Voice of women missing on TV: 86% of panelists are men 

A study shows that panelists invited by TV channels for discussion are overwhelmingly male at 86%, while women constitute less than 14%. Not surprisingly, transgender panelists form a miniscule 0.2%

Voice of women missing on TV: 86% of panelists are men 

Ashlin Mathew

Are there fewer women experts in India? One would think not. But, a study of panel discussions across the country shows that panelists are overwhelmingly male. As many as 86% of them happen to be men with women constituting less than 14%.

The study, however, reveals that Hindi channels are more responsive to women experts with women panelists constituting 23.5% of the panelists compared to just 17% in English channels while the average in regional language channels was a dismal 10%.

The pan-India study conducted by women journalists who are members of the Network of Women in Media (NWMI) monitored TV news channels in the summer of 2017. Done over a month from April 22 to May 21, the study examined programmes aired by 28 channels in 12 languages: six in English, four in Hindi and 18 in various other Indian languages , namely Gujarati, Punjabi, Urdu, Tamil, Telugu, Malayalam, Bangla, Odiya, Asamiya and Marathi.

In fact, an all-male panel discussed the entry of a woman, Priyanka Gandhi, into active politics on one of the English channels.

The study found that nearly three quarters of the anchors were men (72%). The imbalance was highest in Hindi language channels, where men constituted about 89% of the anchors. Here, the English channels fared better with almost an equal number of men and women anchors.

If one were to look at regional language media, Hindi, Gujarati, English and Urdu fared much better in terms of representation of women among panelists than Tamil, Punjabi and Odiya, which together had only 5% female representation.

Even those who fared better only had a maximum of 22% female representation. Both Bangla and Telugu channels were at 11% and Malayalam at 10%.

“Women are usually under-represented in TV channels. Their opinions do not seem to matter, and their absence is hardly noticed by decision-makers on these TV channels and even by the audience. Having become accustomed to watching and listening to men pontificate on ‘important’ issues, most viewers do not seem to be aware that women’s voices are rarely heard during crucial debates about vital issues that affect and ought to concern all citizens,” explains Sonal Kellogg, the research coordinator.

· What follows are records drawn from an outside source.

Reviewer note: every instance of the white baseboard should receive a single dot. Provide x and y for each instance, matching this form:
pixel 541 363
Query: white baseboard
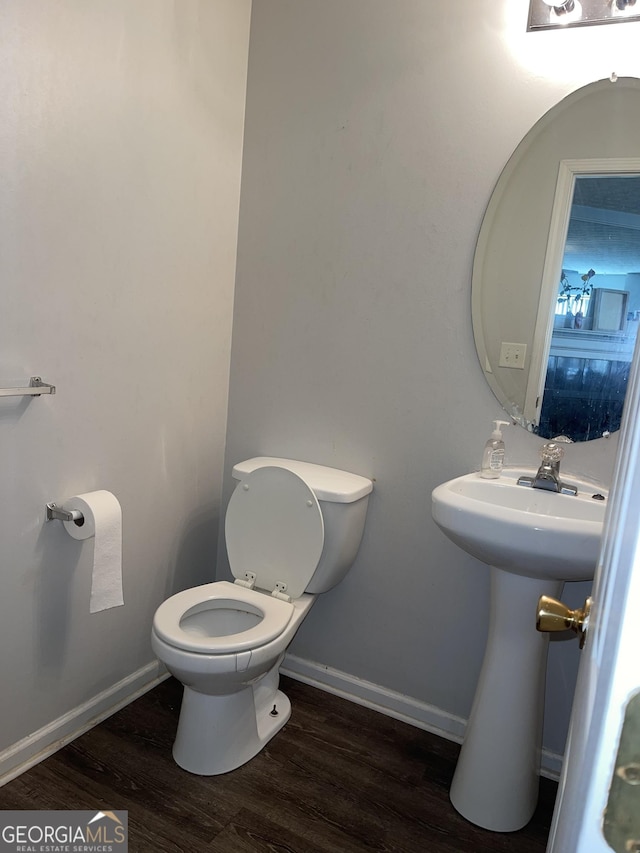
pixel 41 744
pixel 393 704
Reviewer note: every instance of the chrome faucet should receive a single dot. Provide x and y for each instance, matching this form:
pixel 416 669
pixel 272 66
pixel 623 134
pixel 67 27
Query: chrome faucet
pixel 548 474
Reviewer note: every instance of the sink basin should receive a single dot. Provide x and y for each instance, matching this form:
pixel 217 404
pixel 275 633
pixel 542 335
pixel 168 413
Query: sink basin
pixel 533 541
pixel 523 530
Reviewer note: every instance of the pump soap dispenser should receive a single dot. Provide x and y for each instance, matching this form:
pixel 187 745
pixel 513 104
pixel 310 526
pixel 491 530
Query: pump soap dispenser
pixel 493 454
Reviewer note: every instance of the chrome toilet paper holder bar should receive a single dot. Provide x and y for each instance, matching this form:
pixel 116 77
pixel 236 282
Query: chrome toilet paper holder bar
pixel 57 513
pixel 35 388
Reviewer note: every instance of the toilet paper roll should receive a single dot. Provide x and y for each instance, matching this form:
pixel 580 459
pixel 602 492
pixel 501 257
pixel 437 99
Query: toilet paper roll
pixel 102 523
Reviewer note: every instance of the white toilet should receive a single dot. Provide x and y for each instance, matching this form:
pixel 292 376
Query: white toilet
pixel 292 530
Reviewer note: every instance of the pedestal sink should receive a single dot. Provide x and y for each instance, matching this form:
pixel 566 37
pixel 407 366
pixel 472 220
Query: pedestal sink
pixel 533 540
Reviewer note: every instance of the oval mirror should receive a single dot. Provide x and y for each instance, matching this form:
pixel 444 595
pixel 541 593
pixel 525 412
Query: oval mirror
pixel 556 274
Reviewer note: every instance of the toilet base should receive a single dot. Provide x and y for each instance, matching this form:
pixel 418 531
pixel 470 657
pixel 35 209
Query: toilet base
pixel 217 734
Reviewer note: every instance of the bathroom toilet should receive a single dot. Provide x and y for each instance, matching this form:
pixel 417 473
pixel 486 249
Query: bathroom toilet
pixel 292 531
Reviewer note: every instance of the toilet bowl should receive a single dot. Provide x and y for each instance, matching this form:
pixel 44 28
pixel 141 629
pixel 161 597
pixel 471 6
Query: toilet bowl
pixel 292 531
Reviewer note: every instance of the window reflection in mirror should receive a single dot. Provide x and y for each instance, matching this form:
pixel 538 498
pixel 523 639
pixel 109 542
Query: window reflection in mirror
pixel 596 313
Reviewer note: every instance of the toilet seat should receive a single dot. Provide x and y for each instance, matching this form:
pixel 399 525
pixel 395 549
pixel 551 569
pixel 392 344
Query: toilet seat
pixel 274 530
pixel 176 620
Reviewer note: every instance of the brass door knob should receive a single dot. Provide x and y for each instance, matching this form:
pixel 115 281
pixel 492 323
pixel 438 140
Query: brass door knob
pixel 553 615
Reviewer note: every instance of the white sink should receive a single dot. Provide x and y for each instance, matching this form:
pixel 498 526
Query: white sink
pixel 533 541
pixel 523 530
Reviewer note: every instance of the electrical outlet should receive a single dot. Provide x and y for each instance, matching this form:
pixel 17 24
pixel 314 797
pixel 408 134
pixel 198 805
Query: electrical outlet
pixel 512 355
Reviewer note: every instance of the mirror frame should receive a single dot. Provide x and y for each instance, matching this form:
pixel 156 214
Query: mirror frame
pixel 559 226
pixel 600 121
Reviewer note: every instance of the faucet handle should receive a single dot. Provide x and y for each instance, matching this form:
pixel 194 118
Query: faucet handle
pixel 551 452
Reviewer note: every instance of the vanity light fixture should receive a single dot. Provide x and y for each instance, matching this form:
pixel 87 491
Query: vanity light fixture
pixel 550 14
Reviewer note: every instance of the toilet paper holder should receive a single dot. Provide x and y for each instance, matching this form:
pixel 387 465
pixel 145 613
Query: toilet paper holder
pixel 57 513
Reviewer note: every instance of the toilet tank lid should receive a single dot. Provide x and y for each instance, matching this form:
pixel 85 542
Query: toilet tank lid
pixel 328 484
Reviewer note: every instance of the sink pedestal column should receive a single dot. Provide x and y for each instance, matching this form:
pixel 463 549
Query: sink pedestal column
pixel 497 776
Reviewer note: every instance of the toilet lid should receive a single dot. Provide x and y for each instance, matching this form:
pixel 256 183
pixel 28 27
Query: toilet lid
pixel 274 529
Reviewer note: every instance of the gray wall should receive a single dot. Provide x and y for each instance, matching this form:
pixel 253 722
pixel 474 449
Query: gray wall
pixel 374 135
pixel 120 151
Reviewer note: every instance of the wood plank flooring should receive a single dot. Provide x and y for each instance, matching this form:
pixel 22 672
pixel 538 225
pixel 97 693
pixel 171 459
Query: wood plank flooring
pixel 338 778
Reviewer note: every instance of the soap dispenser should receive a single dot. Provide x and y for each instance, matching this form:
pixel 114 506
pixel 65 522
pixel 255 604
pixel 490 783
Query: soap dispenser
pixel 493 454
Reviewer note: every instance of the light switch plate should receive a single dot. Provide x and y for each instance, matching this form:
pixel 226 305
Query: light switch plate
pixel 512 355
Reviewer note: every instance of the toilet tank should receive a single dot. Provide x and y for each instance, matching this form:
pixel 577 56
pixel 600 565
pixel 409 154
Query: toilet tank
pixel 343 499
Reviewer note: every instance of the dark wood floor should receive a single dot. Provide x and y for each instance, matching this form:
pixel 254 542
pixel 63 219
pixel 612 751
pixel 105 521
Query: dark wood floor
pixel 338 778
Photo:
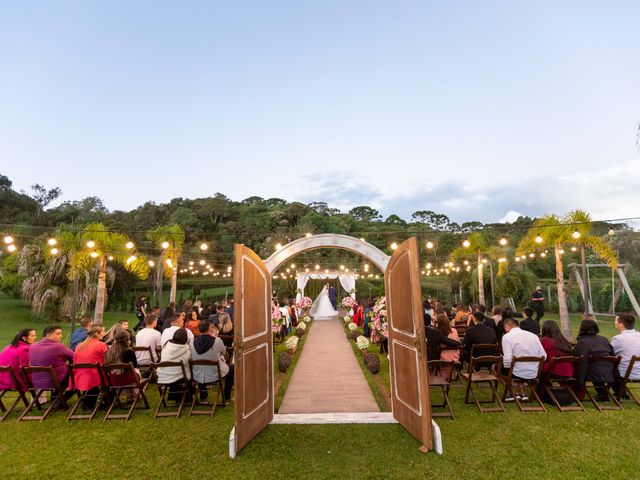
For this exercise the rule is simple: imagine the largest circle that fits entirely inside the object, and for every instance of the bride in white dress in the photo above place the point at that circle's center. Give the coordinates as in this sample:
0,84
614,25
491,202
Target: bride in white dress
322,307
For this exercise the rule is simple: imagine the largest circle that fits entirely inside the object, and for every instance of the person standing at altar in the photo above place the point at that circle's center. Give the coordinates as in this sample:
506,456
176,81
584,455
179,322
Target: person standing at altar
333,295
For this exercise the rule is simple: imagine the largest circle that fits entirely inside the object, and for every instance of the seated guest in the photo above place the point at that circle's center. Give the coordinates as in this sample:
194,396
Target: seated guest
176,350
90,350
555,345
16,355
528,323
79,334
177,322
435,338
626,344
520,343
590,343
192,322
121,352
50,352
122,325
149,337
209,347
444,325
478,333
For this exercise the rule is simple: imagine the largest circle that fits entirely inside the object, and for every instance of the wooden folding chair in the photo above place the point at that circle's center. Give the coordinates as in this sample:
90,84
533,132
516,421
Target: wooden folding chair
164,389
474,377
436,381
146,369
511,381
124,370
614,361
36,391
195,402
554,384
626,380
16,388
103,391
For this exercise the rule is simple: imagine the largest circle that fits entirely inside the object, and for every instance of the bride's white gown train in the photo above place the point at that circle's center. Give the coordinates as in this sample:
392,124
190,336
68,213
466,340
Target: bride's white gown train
322,307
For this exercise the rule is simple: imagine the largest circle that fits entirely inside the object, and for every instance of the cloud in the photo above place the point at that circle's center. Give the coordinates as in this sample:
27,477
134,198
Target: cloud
608,193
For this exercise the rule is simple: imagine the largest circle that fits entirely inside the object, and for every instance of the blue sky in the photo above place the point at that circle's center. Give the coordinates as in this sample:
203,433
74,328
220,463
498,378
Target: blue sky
473,109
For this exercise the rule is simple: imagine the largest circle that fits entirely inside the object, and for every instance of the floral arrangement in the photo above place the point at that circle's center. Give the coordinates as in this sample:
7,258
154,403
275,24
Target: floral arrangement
348,302
379,320
292,342
362,342
276,318
305,302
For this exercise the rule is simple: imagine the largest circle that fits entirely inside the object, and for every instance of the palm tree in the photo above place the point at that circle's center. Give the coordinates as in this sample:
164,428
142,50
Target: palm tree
474,244
550,231
97,243
170,239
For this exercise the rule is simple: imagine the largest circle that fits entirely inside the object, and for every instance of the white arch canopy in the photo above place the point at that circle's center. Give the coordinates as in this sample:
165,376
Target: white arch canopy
327,240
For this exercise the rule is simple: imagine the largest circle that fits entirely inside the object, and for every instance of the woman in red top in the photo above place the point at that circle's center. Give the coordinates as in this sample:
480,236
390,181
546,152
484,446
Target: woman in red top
555,345
16,355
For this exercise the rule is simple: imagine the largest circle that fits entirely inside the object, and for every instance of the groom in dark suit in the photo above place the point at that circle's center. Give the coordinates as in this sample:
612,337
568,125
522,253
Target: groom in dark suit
333,295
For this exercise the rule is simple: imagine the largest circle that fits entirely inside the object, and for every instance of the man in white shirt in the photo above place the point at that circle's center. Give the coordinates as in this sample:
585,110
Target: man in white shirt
626,344
149,337
177,322
520,343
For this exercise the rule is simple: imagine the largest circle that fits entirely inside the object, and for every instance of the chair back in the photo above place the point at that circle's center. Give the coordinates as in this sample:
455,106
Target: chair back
180,365
78,367
632,361
13,377
484,349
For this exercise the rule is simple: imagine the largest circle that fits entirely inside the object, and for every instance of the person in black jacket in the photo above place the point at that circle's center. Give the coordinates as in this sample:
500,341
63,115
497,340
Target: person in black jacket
478,333
529,324
590,343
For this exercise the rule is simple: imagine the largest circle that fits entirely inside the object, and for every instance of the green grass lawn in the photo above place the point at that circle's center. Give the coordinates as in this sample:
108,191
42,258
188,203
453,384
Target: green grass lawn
489,446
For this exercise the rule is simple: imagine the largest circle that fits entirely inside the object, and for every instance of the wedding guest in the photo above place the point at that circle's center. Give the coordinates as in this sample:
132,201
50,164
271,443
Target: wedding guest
208,346
528,323
16,355
478,333
79,334
176,350
600,373
556,345
90,350
50,352
626,344
177,322
149,337
192,322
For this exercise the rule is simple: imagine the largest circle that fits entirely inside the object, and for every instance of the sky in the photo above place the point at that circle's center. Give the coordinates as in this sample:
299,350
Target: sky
480,110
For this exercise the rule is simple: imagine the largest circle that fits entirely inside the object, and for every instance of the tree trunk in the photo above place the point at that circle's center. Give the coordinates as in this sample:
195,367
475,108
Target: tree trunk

On expected lines, women formed almost 50% of the panels which discussed the ‘so-called’ women’s issues and interestingly, 30% of the panels on events and issues relating to religion and crime were women.

What was depressing was that no panel featured women sportspersons, religious leaders, police officers and/or farmers even in discussions on related topics.

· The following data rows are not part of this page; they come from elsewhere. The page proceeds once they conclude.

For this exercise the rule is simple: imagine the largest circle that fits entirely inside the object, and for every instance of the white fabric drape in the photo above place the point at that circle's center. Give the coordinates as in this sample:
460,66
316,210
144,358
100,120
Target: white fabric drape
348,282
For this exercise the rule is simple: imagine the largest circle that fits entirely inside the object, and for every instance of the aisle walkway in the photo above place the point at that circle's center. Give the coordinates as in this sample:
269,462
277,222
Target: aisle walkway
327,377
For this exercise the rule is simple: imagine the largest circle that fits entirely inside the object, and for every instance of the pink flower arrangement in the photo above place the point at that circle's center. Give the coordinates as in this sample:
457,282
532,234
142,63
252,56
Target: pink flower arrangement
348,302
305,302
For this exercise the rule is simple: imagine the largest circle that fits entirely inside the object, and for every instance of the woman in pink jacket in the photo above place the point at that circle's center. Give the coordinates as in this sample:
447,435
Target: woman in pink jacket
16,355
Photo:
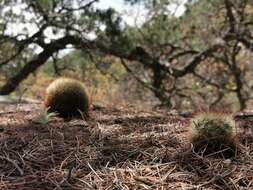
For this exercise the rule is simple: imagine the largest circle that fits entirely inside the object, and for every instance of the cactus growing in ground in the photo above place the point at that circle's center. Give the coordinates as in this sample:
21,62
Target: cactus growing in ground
67,97
213,132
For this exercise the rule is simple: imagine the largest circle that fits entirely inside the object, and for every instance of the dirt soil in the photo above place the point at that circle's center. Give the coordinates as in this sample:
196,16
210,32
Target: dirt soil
114,149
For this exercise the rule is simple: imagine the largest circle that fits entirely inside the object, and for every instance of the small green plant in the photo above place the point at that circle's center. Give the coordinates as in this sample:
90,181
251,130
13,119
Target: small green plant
212,133
67,97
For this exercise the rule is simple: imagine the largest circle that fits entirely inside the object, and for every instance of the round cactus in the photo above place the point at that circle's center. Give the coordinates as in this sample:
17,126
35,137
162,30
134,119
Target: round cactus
213,132
67,97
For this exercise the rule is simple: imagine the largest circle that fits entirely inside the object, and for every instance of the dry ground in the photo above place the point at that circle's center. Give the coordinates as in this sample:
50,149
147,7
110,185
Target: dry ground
114,149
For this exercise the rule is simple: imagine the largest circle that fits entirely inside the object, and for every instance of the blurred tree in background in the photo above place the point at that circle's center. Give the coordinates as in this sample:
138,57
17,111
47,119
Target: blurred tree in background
199,58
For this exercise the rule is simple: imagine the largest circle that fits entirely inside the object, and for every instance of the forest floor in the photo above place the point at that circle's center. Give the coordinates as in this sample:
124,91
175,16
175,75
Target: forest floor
114,149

If one had to look at panel discussions on politics, which constituted near 45% of all discussions, it would seem that women are hardly interested and have no opinion. Only 8% of the panelists were women.

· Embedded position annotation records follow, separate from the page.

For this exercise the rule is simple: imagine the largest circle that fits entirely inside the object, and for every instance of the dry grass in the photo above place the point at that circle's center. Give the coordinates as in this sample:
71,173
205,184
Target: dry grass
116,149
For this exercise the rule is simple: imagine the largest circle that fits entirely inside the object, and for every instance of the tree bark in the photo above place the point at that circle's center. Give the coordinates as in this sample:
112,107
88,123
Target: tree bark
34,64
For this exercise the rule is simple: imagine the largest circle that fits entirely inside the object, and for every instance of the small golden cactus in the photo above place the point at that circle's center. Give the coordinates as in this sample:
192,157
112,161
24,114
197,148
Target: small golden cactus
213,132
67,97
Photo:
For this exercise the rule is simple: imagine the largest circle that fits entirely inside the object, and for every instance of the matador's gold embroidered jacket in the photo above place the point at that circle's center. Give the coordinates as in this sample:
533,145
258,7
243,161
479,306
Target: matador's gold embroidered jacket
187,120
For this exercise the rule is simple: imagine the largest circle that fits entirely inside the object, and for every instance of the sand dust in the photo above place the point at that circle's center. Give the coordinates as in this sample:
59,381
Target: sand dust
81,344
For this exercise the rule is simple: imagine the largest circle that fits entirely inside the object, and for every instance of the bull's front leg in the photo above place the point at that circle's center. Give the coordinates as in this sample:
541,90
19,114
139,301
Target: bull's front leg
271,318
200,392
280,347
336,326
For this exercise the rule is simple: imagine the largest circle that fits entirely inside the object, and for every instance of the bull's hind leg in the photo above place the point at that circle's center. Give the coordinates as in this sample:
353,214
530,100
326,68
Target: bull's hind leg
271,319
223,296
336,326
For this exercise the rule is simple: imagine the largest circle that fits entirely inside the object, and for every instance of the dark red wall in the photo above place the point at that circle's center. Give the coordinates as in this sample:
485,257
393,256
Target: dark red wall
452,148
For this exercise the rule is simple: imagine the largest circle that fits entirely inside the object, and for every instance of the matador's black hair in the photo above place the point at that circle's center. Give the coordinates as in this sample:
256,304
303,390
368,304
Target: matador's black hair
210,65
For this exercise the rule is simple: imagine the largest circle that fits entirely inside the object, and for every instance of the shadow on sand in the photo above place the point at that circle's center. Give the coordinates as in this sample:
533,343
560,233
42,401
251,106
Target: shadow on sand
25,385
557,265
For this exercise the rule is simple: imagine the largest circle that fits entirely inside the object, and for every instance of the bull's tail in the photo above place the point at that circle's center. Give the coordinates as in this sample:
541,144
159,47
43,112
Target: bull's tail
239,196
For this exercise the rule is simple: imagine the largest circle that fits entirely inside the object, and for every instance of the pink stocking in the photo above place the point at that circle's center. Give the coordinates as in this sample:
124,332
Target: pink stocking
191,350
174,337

“The under-representation of women among anchors as well as panelists in most Indian television channels indicates that gender equity in the newsroom remains a distant goal,” points out Kellogg.

In an indication of how women have to be perceived, only younger women anchored shows, but senior male anchors continue to appear even as they age. “This should change. Older women also must be retained,” says the study.

All male panels had come under scanner when a popular blog (allmalepanels.tumblr.com), called out TV channels around the world for having mostly ‘all-male’ panels. Since then, it has been consistently seen that there is an under-representation of women as experts on debate panels. It has made popular the term ‘manels’.

The study recommends that TV channels must make a conscious effort to ensure adequate women participation in discussions on a range of topics, including politics, economics, international affairs, defence, finance, industry, agriculture and crime.